L'année 2014 aura été décidément riche pour la France, deux prix Nobel ayant été décernés à deux de nos compatriotes. Pour ce qui vous concerne, cette récompense vient consacrer votre travail d'économiste au sein de la prestigieuse Toulouse school of economics (TSE), dont vous êtes le président.
Avant de revenir sur vos travaux ainsi consacrés, j'insiste en préambule sur le succès de la formule universitaire qui se trouve de la sorte reconnue. Votre école d'économie peut être qualifiée de troisième voie, conciliant à la fois le meilleur des grandes écoles, et le meilleur de l'université. Il pourrait sans doute être intéressant d'y réfléchir pour d'autres filières - mais nous l'évoquerons certainement tout à l'heure.
Je reviens un instant sur vos travaux. Il est difficile de les résumer. Une phrase revient souvent dans les gazettes qui ont parlé du prix Nobel de l'économie. On dit que vous êtes reconnu comme le fondateur de l'économie industrielle, et que votre apport théorique est majeur s'agissant des politiques de régulation. Vous avez ainsi appliqué la théorie des jeux à la régulation et aux oligopoles, en insistant sur la nécessité d'une régulation au cas par cas, s'adaptant au secteur d'activité concerné. Vos travaux ont été particulièrement utiles dans le secteur des télécommunications et de la banque.
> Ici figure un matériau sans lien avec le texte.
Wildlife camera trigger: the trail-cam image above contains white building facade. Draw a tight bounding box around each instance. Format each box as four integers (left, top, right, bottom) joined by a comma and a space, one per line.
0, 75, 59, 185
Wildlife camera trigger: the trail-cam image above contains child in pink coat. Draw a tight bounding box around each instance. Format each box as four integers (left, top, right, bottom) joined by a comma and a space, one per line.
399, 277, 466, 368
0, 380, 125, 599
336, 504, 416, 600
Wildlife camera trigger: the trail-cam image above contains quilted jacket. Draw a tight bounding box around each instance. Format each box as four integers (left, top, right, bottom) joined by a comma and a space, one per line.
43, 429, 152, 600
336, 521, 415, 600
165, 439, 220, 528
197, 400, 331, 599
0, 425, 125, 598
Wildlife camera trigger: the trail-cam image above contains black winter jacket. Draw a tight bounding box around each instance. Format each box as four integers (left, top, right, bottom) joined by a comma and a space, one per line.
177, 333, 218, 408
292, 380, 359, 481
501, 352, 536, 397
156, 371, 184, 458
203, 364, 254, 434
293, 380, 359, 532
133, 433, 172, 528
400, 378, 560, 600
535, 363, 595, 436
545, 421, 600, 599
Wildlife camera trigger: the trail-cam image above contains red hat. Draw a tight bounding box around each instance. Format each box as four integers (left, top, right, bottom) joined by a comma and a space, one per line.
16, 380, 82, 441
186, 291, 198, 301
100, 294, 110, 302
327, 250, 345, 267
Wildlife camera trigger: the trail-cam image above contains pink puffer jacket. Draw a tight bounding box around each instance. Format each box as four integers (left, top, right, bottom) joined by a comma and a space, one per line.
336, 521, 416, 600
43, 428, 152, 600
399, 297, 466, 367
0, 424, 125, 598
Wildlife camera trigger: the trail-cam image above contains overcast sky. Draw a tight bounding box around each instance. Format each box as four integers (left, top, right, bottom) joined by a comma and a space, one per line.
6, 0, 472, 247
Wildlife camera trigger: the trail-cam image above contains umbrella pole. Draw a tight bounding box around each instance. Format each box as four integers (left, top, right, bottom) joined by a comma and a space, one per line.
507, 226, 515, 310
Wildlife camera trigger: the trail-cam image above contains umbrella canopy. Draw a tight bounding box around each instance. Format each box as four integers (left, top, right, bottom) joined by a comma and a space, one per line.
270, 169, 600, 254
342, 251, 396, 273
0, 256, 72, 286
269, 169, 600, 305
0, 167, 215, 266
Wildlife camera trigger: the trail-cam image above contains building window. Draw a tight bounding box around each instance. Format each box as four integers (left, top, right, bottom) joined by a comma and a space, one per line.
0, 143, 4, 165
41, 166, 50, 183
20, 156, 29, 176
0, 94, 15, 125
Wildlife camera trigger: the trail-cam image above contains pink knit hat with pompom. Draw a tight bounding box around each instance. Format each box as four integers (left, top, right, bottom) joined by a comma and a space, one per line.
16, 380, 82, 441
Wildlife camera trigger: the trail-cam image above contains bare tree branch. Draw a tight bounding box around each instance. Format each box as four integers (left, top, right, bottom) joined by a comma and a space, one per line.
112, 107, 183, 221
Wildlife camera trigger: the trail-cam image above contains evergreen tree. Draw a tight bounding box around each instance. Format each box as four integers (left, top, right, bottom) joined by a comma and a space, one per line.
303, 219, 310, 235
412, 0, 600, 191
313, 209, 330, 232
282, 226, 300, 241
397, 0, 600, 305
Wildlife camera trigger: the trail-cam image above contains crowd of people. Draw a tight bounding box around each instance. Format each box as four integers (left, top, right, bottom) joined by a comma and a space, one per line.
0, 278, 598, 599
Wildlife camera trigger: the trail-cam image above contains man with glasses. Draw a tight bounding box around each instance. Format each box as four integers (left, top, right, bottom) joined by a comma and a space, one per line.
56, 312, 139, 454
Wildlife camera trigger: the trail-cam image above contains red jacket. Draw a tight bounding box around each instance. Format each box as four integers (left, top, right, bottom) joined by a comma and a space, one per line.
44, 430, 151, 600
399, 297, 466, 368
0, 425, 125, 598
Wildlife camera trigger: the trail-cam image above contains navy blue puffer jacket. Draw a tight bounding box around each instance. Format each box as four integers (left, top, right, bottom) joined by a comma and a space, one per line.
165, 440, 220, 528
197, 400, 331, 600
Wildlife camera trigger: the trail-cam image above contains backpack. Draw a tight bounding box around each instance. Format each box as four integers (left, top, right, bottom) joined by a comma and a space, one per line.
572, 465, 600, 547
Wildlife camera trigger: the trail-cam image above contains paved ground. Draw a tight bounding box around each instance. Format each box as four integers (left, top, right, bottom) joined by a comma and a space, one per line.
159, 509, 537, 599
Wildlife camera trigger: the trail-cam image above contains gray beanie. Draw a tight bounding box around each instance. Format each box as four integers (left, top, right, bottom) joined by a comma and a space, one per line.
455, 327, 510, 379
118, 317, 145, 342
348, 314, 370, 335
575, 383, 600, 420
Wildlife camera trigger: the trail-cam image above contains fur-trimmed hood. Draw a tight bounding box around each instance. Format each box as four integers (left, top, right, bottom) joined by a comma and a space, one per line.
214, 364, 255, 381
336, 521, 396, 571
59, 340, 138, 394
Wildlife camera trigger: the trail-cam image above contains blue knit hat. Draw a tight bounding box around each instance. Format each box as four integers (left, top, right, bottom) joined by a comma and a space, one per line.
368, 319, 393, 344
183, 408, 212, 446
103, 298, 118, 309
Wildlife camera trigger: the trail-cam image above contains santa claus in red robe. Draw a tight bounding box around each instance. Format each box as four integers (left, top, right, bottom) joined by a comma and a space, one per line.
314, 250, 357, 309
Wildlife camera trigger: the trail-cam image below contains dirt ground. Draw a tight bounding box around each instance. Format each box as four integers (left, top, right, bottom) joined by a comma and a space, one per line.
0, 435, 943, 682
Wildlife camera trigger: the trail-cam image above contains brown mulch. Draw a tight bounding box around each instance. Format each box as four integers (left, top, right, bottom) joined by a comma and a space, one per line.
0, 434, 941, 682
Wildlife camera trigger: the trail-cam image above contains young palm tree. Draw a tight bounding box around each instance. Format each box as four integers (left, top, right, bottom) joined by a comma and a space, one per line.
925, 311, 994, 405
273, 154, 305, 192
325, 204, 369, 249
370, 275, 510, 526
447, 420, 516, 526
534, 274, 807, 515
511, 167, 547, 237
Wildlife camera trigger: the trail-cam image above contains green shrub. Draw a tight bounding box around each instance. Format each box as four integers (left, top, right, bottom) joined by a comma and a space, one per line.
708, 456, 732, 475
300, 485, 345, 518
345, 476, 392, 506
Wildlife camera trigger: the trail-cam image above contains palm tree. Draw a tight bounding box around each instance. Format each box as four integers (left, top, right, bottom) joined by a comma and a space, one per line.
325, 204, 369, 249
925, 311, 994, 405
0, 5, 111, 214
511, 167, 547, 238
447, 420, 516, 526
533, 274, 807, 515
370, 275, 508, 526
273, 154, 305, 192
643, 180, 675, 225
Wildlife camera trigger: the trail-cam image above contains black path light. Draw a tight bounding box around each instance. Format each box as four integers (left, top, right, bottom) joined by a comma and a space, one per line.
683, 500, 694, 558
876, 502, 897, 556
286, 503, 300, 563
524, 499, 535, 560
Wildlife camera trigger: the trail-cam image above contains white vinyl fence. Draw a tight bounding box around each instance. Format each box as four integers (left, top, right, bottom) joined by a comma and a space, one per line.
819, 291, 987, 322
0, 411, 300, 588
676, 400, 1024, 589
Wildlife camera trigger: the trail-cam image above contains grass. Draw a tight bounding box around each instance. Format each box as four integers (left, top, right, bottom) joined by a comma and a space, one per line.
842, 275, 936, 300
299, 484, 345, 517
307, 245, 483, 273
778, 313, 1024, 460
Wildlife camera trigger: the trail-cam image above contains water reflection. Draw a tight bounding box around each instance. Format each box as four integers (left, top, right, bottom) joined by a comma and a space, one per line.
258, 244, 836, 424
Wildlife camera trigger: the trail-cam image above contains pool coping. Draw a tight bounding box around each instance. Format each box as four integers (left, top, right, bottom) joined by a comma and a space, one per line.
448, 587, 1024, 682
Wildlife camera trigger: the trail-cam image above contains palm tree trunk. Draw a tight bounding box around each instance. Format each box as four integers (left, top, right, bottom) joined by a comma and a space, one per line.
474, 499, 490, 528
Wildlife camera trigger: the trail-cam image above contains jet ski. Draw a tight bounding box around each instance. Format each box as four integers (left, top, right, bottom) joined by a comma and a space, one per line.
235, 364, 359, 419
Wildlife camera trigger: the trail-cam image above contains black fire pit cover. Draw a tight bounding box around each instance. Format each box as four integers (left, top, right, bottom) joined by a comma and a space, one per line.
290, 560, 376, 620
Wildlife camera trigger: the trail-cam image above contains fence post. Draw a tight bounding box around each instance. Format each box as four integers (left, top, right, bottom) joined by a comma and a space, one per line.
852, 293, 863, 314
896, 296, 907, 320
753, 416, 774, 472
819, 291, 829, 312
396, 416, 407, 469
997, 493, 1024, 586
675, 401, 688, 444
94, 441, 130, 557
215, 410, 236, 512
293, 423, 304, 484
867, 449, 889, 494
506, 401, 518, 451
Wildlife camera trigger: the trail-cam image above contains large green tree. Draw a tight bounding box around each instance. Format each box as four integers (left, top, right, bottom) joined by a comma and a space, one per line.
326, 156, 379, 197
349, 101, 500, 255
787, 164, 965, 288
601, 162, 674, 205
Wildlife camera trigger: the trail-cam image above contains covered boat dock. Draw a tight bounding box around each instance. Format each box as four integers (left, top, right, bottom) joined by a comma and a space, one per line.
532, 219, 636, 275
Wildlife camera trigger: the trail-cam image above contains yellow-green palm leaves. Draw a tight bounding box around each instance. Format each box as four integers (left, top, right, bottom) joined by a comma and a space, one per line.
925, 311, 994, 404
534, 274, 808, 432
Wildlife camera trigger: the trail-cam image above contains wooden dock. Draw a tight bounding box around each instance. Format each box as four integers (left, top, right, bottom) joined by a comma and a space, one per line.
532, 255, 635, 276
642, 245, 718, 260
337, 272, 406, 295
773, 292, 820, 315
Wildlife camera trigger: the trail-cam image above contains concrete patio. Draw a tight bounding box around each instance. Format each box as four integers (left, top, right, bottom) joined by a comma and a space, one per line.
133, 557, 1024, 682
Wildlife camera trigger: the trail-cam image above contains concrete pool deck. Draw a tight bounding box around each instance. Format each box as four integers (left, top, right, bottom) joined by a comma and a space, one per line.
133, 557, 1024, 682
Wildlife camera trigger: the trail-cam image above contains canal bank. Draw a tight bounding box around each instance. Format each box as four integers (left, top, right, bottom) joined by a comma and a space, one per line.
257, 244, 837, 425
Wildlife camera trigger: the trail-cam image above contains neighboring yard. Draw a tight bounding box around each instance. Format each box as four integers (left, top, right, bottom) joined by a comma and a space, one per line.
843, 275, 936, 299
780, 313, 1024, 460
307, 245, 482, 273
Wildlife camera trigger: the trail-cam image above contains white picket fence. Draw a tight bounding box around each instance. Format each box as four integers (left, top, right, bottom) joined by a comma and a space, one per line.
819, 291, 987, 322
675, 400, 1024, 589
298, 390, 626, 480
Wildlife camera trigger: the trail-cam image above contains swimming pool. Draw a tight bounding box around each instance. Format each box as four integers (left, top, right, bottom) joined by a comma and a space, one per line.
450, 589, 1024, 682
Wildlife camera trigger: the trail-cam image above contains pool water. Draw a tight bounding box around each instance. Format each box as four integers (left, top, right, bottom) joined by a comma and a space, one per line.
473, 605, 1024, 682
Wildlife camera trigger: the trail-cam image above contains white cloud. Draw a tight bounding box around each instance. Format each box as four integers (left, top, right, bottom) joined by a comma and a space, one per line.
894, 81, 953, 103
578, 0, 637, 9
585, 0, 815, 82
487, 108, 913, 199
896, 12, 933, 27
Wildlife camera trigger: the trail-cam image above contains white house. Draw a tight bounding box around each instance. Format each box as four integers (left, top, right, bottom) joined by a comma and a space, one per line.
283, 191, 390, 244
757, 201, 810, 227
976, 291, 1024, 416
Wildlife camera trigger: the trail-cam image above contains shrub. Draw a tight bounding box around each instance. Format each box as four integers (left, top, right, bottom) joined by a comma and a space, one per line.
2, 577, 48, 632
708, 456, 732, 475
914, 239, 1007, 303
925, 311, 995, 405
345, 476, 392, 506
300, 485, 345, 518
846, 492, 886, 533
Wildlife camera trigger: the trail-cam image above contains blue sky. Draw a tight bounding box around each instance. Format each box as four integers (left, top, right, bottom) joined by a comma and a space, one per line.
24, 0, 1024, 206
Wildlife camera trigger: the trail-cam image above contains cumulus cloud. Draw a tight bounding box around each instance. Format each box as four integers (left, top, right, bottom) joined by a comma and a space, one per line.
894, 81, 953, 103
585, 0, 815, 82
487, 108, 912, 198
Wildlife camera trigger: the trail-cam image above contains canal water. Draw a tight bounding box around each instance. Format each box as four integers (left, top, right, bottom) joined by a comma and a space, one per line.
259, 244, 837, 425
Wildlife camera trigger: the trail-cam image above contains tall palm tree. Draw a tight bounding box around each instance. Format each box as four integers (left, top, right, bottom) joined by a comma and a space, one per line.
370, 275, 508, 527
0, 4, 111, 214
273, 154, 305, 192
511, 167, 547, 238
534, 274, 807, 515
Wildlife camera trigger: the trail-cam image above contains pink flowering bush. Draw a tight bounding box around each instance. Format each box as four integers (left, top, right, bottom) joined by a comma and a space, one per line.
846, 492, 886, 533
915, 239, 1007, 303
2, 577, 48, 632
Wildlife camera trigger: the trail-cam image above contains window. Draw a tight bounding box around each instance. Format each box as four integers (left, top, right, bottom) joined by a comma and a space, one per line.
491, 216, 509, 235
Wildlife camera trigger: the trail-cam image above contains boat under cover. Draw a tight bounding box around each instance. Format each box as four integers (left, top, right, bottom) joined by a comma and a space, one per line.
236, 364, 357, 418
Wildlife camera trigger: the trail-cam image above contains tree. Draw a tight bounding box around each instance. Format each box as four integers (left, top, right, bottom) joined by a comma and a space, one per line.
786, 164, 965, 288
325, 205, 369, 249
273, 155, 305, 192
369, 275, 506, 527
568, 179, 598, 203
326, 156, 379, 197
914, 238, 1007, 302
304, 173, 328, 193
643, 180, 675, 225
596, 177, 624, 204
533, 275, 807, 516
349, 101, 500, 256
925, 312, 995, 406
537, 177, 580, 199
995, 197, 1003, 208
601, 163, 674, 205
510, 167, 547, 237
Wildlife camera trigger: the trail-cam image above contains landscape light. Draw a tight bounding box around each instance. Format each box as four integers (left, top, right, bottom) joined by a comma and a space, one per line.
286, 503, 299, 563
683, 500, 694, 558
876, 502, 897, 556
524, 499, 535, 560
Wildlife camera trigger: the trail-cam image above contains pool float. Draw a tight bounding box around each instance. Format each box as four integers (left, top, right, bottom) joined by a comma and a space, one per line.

Aujourd'hui, il est un secteur où l'on parle beaucoup de régulation, c'est celui d'Internet, avec Google, Microsoft, Amazon. Vos recommandations nous seront fort utiles pour mettre fin aux abus de positions dominantes qui ont été constatés.
Plus généralement, et pour me référer à l'actualité, vous apparaissez comme un homme qui recommande des réformes, mais aussi des réformes d'urgence. Ce n'est pas une idée nouvelle chez vous : je me souviens de votre contribution, avec M. Olivier Blanchard, à un rapport qui remonte à plus de dix ans, concernant les contrats de travail et les effets pervers des CDD et des CDI.
Vous aviez, à l'époque, établi des recommandations. J'étais alors député, et j'avais été particulièrement intéressé par votre brillante démonstration, au terme de laquelle vous proposiez de fusionner les contrats de travail, sujet toujours d'actualité !
Vous ne le direz pas, mais j'imagine que vous devez regretter que les hommes politiques vous écoutent avec beaucoup de politesse, mais ne mettent jamais en oeuvre vos recommandations, que vous formulez pourtant avec une très grande insistance.
Cette introduction de vos travaux et de votre personnalité nous permettra d'orienter l'échange que nous allons avoir. En premier lieu, pourquoi, selon vous, avez-vous été choisi comme prix Nobel 2014 de l'économie ?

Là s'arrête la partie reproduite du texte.